The book struggles with flow, too. This may be due to attempting to cram the ideas of two fascinating thinkers into a sub-200-page book on the Lord of the Universe. While the authors have much to say, their framing methods for doing so lack a coherent base. Jesus Manifesto reads as if it were written by a committee.
Together, these issues render Jesus Manifesto a huge paradox: a book that is too short and yet too long, profound yet prone to reader skimming, exciting and yet dull. In short, it needed an attentive editor to manage and direct these two intriguing authors.
I would encourage others to read Jesus Manifesto, for it contains a valuable reminder of the real point of the Christian faith we believe and practice. Too much “rock ‘n’ roll” exists in the American Church. Less of that and more of Jesus Himself is most definitely the cure for what ails us.
6 thoughts on “Book Review: Jesus Manifesto”
thanks for the review … this has made it to the top of the pile on my desk … it’s next …

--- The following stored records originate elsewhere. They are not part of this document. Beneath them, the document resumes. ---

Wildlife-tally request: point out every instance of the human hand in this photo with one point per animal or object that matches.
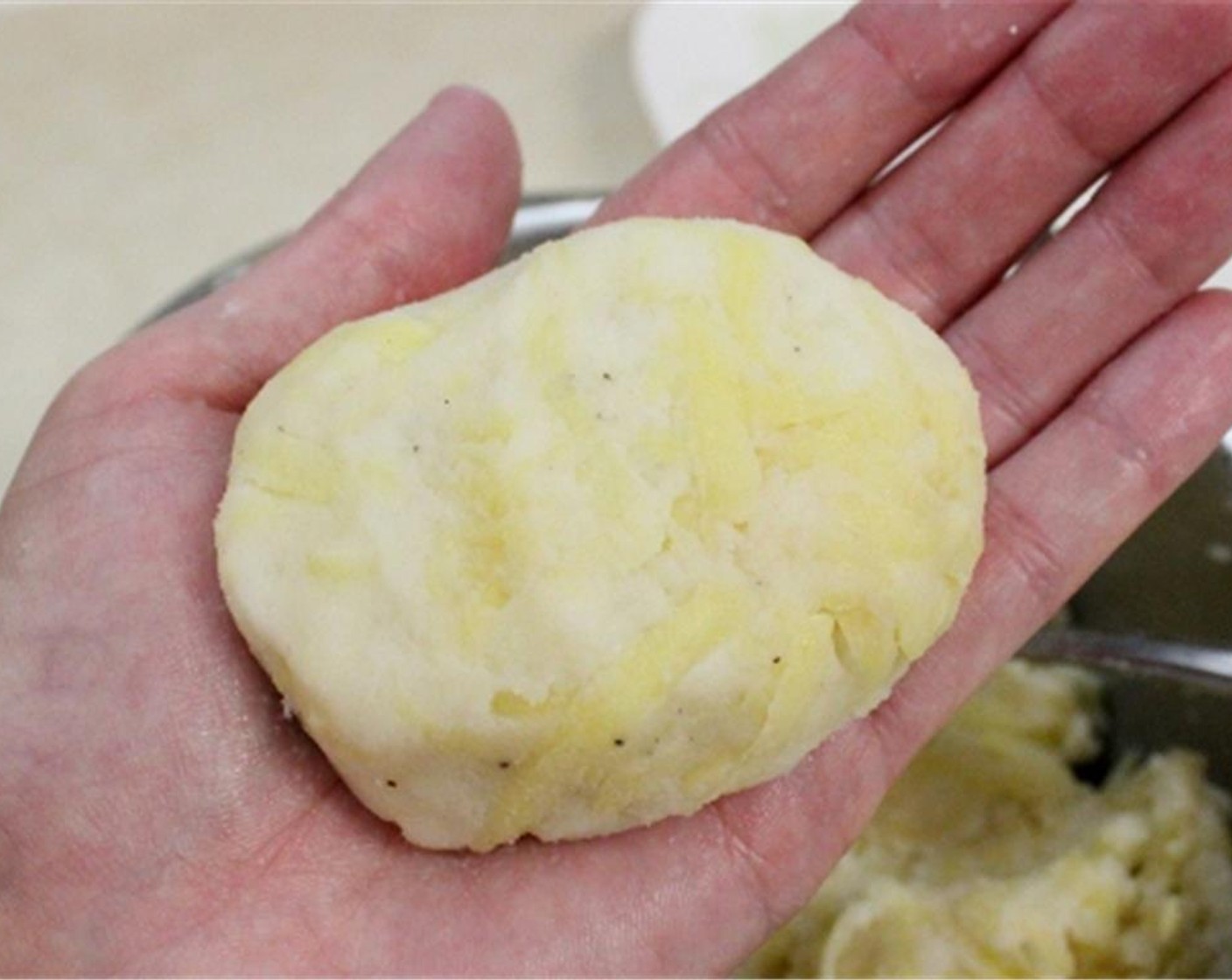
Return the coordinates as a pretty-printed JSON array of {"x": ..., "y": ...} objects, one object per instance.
[{"x": 157, "y": 813}]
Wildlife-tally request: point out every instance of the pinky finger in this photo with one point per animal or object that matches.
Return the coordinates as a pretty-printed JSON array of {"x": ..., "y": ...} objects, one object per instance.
[{"x": 1060, "y": 506}]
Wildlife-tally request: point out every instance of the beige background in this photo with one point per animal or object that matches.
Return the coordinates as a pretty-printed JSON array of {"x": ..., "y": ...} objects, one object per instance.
[{"x": 141, "y": 145}]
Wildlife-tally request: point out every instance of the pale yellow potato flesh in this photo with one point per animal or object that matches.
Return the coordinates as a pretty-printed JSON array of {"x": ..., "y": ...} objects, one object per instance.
[{"x": 609, "y": 533}]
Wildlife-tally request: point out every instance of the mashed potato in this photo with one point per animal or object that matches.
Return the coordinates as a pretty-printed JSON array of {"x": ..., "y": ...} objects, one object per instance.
[
  {"x": 598, "y": 537},
  {"x": 990, "y": 858}
]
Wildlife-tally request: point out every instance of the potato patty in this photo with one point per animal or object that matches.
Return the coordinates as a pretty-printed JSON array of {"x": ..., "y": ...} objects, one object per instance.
[{"x": 600, "y": 536}]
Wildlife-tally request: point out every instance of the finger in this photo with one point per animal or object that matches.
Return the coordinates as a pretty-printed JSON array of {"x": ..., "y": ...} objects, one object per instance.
[
  {"x": 947, "y": 223},
  {"x": 1158, "y": 228},
  {"x": 1066, "y": 500},
  {"x": 794, "y": 150},
  {"x": 429, "y": 213},
  {"x": 1056, "y": 510}
]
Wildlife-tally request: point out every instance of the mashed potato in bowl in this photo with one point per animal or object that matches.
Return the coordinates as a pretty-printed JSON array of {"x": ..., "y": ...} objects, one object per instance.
[{"x": 992, "y": 858}]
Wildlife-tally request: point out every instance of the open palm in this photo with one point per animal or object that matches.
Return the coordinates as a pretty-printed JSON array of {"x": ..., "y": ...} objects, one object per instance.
[{"x": 157, "y": 811}]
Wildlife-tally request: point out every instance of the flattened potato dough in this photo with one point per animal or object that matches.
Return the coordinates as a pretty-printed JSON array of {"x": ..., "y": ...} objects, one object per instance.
[{"x": 604, "y": 536}]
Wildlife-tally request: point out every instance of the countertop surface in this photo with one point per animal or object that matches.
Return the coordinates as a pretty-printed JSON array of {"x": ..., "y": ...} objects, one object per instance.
[{"x": 142, "y": 145}]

I also thank you for the review. This Sunday night as I waited for a minister I like to listen to come on, the preacher preceding him, was teaching on something you could do yourself — and he had a formula, so to speak.
I remember thinking, if you just aim somemone to Jesus, all this is unnecessary.
Good, balanced review. Thanks for the helpful comments. I haven’t read it yet, but it’s now on the list.
and until June 10th at noon PT you can download the audiobook for $2.98 here:
Turns out that Len Sweet tweeted about my review and evidently disagreed with my comment that the book seems like it was written by a committee. Perhaps I should unpack that and say that it feels as if eight people were assigned to the book and each had to have his or her say. The coherence is off. The framing devices and illustrations jump all over the place. It seems like the vision and favorite way of expression of significantly more than two authors, as if eight authors had to be appeased by cramming all their individual ideas and styles into one book. That’s what I meant by the committee comment.